Sadly, the intercontinental hype wasn’t enough to beat incumbent Governor Andrew Cuomo, who swiftly defeated Nixon by over 30 percentage points. The festivities were also meant for Zephyr Teachout and Jumaane Williams, who ran for attorney general and lieutenant governor, respectively. Both of those races ended in losses too.
But the mood at Cafe Omar and the connecting 1744 Hookah Lounge in the East Flatbush neighborhood of Brooklyn stayed generally buoyant. Supporters downed beers, beef patties, and plantains as they watched the results roll in throughout the evening. Actress Mary-Louise Parker and Palestinian-American activist Linda Sarsour were among those in attendance.
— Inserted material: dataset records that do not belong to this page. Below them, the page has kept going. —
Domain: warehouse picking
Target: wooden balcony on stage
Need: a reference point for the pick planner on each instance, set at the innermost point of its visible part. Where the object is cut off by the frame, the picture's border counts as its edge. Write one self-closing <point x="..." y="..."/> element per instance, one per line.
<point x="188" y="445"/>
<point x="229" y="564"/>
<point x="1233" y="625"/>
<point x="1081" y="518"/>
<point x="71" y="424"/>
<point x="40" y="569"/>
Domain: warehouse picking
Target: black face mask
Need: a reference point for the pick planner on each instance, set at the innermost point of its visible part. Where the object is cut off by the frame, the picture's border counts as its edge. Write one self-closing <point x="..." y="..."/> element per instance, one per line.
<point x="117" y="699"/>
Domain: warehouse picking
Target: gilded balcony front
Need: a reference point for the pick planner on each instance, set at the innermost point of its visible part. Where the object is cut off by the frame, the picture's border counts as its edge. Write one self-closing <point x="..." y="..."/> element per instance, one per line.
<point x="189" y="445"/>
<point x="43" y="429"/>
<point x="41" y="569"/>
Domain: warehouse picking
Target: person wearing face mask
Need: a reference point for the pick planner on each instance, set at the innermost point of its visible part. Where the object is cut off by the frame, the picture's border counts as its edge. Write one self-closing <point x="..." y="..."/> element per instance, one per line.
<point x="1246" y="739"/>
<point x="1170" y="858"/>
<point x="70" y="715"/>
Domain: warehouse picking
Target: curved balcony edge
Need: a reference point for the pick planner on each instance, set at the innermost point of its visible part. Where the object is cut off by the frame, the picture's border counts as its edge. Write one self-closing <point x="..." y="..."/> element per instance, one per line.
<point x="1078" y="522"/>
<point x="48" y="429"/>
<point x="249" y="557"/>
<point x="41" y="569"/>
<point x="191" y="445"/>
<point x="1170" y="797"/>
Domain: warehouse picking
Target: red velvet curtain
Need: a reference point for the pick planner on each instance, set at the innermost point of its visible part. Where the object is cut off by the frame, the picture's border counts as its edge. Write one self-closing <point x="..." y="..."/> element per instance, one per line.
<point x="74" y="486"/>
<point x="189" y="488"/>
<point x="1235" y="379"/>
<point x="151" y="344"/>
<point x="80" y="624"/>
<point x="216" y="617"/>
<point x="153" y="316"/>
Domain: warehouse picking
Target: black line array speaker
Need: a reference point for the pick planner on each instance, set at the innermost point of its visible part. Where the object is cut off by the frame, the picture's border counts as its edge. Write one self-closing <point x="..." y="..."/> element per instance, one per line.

“I’m just feeling honored and privileged, humbled, excited,” Sarsour told me. “And I’m ready for 2020.”
For the briefest of moments, Williams looked as if he had taken the lead over incumbent Kathy Hochul, causing the crowd to erupt in cheers. Even when he fell behind, the noise continued for the young progressives — like Julia Salazar, Jessica Ramos, Alessandra Biaggi, and Zellnor Myrie — who took down long-term state senators, one by one.
This hopeful attitude would ultimately come to define the night. (That’s not to say there wasn’t a fair share of hugging and crying.) Yes, the progressive wing had lost the top of the ticket — but that was more or less expected. Rather than dwell on that, there was a repeated emphasis on the victories: a new crop of state senate hopefuls had crushed the old guard, and wiped out the remnants of the Independent Democratic Caucus.
Around 10:30 p.m., Nixon took the stage to give a fiery concession speech to a sweltering crowd ready to chant her name and effusively boo every time Cuomo was mentioned. (Subject to equally disdainful and dramatic heckling was a photographer near the front who stood on a chair and blocked some people’s views.) The soulful Resistance Revival Chorus, dressed entirely in white, provided a musical interlude until it was Teachout’s turn to speak, at which point the audience had significantly thinned out — but still broke out in chants of “Zephyr, Zephyr, Zephyr.” After unsuccessful bids for governor in 2014 and a congressional seat in 2016, she admitted that she’s “not planning to run for office anytime soon.” But she, Nixon, and Williams all agreed that there was still much work to be done.
“This race for the Democratic nomination may be over,” Nixon said. “But the fight for the soul of the Democratic Party is just beginning.”